A new study of post-menopausal women between the ages of 50 to 79 found that, those taking antidepressants had a slightly higher risk for stroke than those not taking the medications. The study, published in the Archives of Internal Medicine, followed more than 136,000 women for about six years, and found that women taking both selective serotonin re-uptake inhibitors (SSRI) and tricyclic anti-depressants (TCA) were about 45% more likely to suffer strokes, and 32% more likely to die from any cause, than peers not taking antidepressants.

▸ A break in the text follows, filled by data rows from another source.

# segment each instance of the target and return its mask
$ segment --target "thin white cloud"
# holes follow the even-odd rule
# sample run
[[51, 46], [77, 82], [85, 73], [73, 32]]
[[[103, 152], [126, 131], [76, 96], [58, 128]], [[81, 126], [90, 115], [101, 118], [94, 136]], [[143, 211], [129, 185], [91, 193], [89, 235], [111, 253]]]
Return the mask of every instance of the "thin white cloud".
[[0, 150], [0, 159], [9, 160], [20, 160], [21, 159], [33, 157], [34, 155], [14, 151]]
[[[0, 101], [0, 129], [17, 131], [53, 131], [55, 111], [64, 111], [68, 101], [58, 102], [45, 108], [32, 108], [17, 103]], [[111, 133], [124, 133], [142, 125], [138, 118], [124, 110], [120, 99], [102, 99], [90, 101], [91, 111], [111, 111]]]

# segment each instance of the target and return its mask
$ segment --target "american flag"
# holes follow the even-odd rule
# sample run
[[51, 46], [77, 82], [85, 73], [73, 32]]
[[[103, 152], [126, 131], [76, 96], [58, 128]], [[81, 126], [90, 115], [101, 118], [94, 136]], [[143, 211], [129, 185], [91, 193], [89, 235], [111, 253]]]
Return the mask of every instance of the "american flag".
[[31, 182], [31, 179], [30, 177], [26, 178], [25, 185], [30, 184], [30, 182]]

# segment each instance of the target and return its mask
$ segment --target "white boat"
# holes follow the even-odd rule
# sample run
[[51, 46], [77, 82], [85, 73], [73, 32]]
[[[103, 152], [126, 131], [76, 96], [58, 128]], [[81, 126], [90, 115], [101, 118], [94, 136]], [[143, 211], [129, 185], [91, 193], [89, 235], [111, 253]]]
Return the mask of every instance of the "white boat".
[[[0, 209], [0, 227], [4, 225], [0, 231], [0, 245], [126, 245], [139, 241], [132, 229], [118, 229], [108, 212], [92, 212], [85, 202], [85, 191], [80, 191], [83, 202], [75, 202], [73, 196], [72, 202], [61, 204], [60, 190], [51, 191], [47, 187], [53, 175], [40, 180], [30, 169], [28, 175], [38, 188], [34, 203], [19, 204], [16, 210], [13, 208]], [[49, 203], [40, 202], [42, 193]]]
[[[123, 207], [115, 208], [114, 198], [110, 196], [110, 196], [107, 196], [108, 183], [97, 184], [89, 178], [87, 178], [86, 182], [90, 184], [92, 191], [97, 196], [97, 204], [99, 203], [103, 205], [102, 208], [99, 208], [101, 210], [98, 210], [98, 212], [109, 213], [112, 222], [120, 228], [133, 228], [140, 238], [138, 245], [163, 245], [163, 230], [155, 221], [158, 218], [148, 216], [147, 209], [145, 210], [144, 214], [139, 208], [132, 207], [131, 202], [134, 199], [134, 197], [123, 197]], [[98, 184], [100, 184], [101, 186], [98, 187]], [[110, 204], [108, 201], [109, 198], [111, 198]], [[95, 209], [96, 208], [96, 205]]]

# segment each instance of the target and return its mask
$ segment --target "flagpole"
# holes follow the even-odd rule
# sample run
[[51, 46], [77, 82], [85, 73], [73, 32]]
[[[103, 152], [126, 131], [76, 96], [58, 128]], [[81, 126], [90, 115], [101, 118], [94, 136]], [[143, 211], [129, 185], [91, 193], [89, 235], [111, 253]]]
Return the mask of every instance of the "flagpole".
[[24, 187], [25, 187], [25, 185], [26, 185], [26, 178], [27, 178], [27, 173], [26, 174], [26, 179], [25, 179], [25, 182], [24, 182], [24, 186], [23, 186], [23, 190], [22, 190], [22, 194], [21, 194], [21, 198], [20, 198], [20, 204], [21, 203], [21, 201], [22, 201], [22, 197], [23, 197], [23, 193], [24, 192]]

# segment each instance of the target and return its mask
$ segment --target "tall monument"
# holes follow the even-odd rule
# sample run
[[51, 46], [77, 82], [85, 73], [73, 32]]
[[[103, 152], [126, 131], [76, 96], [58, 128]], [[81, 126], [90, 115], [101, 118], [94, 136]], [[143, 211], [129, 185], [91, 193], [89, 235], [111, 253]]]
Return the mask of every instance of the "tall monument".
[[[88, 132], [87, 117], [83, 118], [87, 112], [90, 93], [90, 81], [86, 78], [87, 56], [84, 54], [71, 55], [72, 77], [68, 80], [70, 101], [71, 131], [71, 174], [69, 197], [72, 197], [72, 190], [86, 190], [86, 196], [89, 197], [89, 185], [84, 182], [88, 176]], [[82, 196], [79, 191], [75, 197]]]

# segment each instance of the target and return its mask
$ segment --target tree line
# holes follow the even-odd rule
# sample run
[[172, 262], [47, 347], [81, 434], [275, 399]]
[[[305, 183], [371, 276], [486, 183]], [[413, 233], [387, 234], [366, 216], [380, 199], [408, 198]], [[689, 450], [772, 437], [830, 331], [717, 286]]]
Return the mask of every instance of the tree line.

Previous research has shown a correlation between depression and heightened risk for stroke, and researchers say that future study is needed to determine the significance of these latest findings. And they stress that, even among women taking antidepressants, overall risk for stroke remains very low: the odds for stroke among post-menopausal women are about 1 in 300; for women who have been through menopause and are taking antidepressants, that risk increases to about 1 in 200.
While further study is conducted, the researchers are careful to emphasize the improvement that antidepressant medications can make in many patients’ lives, and point out that physicians and patients should consider those against potential increases in stroke risk, as well as a patient’s individual medical history when determining the best treatment for women battling depression. As Dr. Sylvia Wassertheil-Smoller, of Albert Einstein College of Medicine at Yeshiva University, told the BBC: “You have to weigh the benefits that you get from these antidepressants against the small increase in risk that we found in this study.”